The anti-Galaxy: How LAFC is uniting the disenfranchised masses

A team with no coach, two players, and months from its first game is filling a void with thousands in Los Angeles.

LOS ANGELES -- The LA Galaxy has ruled Major League Soccer for much of the past decade, and all that the league has become stems from the club's pursuit of one David Beckham.

It gave the league a presence overseas, made the star-studded Galaxy the American team soccer fans anywhere on earth could name, and brought an element of Hollywood to the drab SoCal terrain of Carson.

Led by American soccer's most revered figure, LA snagged its third, fourth and record fifth MLS Cup titles while expanding its footprint across the region, but give it another year, and the Galaxy might not even be the biggest show in L.A., let alone MLS.

The first explicit salvos were launched last month when a Galaxy billboard was defaced with LAFC graffiti, and an LAFC mural outside the club's downtown offices was altered to “LA Galaxy.”

We're never going to be all things to everybody, but we do believe we can be an authentic L.A. representation of this sport in the heart of the city. And that's our distinction.

- Tom Penn

Los Angeles Football Club, which will debut in 2018 as MLS' 23rd team, fully intends to own the nation's second-largest market, and it’s already backing up that talk with action. There are billions of dollars backing the enterprise, a gorgeous stadium going up right next door to the Coliseum and a combination of perfect locale, appealing urban sensibility, and we-are-family approach to creating believers that could be a game-changer in laid-back L.A.

That's the aim, at least. Club president Tom Penn calls LAFC a “team of the future, a team that is new and next and forward in everything that we're doing,” and what he and his compatriots really seek to do is transform Los Angeles.

“We think that our sport is the one that can be the great unifier in a place like L.A.,” Penn said. “Because of the ethnic diversity, the folks from just all over the world, a common love affair [they share for] the sport. The question then is whether we can do it differently.

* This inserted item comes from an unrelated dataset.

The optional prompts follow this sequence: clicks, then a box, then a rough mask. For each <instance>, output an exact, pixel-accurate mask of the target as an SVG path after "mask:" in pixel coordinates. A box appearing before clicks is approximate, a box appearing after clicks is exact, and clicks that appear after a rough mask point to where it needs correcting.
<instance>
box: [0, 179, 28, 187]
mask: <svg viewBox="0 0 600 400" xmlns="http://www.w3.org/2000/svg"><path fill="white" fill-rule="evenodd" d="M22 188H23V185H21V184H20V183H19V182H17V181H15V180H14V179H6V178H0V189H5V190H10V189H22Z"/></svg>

“We're never going to be all things to everybody, but we do believe we can be an authentic L.A. representation of this sport in the heart of the city. And that's our distinction.”

In the battle for hearts and minds of the Southland's soccer aficionados, the new kids might have the advantage.

Sing around the campfire

LAFC hasn't hired a coach, has just two players -- neither anything close to a household name -- and has little more than the skeleton of a stadium. But the club already has more than 16,000 season-ticket commitments, has sold out the full allotment of more than 3,000 premium seats, and has attracted more than a dozen supporters groups, with more coming aboard all the time.

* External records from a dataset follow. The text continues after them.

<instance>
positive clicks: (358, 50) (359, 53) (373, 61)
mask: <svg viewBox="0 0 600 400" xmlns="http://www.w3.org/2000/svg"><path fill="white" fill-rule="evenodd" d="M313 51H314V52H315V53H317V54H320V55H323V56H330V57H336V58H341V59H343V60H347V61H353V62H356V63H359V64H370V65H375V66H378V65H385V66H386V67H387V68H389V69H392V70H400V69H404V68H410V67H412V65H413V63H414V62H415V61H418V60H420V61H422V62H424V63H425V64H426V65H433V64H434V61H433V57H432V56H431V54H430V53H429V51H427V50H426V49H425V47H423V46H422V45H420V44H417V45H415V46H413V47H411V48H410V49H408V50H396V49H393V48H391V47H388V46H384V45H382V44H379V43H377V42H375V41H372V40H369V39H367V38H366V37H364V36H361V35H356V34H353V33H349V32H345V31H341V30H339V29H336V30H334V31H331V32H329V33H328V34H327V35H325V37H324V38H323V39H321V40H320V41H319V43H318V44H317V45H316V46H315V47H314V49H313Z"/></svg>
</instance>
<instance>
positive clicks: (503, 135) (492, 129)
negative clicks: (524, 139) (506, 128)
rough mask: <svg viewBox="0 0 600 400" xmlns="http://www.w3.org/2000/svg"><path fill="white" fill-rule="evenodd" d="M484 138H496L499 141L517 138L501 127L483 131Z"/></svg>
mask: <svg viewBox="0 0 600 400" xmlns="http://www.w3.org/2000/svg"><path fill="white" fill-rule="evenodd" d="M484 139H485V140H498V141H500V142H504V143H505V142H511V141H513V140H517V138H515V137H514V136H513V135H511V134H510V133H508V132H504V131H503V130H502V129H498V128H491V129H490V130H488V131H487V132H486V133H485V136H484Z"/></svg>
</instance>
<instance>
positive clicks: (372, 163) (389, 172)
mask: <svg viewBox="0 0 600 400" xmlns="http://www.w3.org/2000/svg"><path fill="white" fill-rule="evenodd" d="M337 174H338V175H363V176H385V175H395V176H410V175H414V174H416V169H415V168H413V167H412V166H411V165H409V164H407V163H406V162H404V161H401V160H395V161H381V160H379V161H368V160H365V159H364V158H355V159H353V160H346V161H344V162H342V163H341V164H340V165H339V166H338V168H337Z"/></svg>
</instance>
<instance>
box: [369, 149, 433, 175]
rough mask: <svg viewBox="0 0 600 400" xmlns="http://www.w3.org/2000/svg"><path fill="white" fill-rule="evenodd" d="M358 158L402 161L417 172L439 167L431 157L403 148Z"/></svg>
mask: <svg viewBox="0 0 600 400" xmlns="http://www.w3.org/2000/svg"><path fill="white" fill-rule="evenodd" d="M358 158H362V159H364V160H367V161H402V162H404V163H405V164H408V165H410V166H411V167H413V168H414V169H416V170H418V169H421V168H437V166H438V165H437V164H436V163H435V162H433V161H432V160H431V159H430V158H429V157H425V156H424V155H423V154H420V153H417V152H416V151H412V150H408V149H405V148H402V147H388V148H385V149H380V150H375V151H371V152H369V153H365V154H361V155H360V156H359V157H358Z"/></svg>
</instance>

There was an existing base to begin with, the fanaticos who followed Chivas USA, but the number of supporters swelled without the use of traditional advertising. The club utilized social media and word of mouth among a community of fans galvanized by an unexpected hands-on experience. The approach, mostly through an immersive “experience,” which includes a virtual tour of the team’s stadium, is less about selling and more about sharing.

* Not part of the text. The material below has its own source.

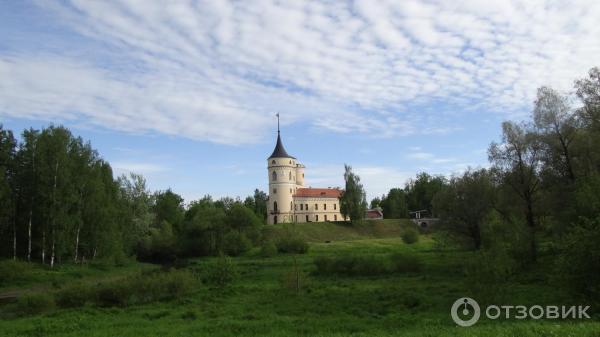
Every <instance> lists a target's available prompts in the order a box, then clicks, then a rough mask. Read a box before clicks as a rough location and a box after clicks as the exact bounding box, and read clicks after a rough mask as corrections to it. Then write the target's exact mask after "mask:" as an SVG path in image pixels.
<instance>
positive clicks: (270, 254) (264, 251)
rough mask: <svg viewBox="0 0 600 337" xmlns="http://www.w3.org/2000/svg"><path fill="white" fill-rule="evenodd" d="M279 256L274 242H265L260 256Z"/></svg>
mask: <svg viewBox="0 0 600 337" xmlns="http://www.w3.org/2000/svg"><path fill="white" fill-rule="evenodd" d="M276 255H277V246H276V245H275V243H274V242H273V241H270V240H268V241H265V242H263V243H262V245H261V246H260V256H262V257H273V256H276Z"/></svg>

“We don't feel like we're marketing at any people or targeting any specific thing,” Penn said. “We're more about just authentically representing our brand and delivering in our promise. And then we're very community-focused, in trying to create the local campfire that everyone wants to come gather around and arm-in-arm sing songs around. Sounds a little hokey, but it's true.”

I was convinced right off the bat. This was something special that's going to happen in L.A., and I knew I wanted to be part of it.

- Sal Reyes, Lucky Boys supporters’ group

LAFC fans are made to feel like they are part of the family. That’s a common refrain these days, but fans say it is really so. The supporters groups meet regularly with club brass and had a say in the club's colors, black and gold, and in the design of the supporters' north end in the $350 million, 22,000-seat Banc of California Stadium.

Sal Reyes, a leader of the Pasadena-based Lucky Boys, one of the club's six original supporters groups, couldn't believe at first what he was hearing.

“I was just invited to listen to their presentation, and I was really skeptical,” he said. “I was kind of like, 'Is this really true? Are you kidding me?' I was really impressed with the vision that they had. They asked us for our opinion, and that was the biggest thing, is they stayed in touch with those of us who had been around in the soccer world for awhile. They were reaching out and really making us feel welcome.

“I was convinced right off the bat. This was something special that's going to happen in L.A., and I knew I wanted to be part of it.”

The approach is ubiquitous. What would be called the marketing department is dubbed the “brand and community” department. Rich Orosco, executive vice president of brand and community, says the goal is to create a community as passionate as those that follow, say, the Chicago Cubs, Boston Red Sox, Green Bay Packers, Borussia Dortmund. That’s a high bar, but it’s a window into the club’s ambitious approach.

“Nobody can question the power of their communities. Through thick and thin,” he said. “That's been our commitment from day one, and it's not the easiest way to do things, because it takes a lot of one-on-one conversation, but it's what we're committed to, and it's what we know will last.”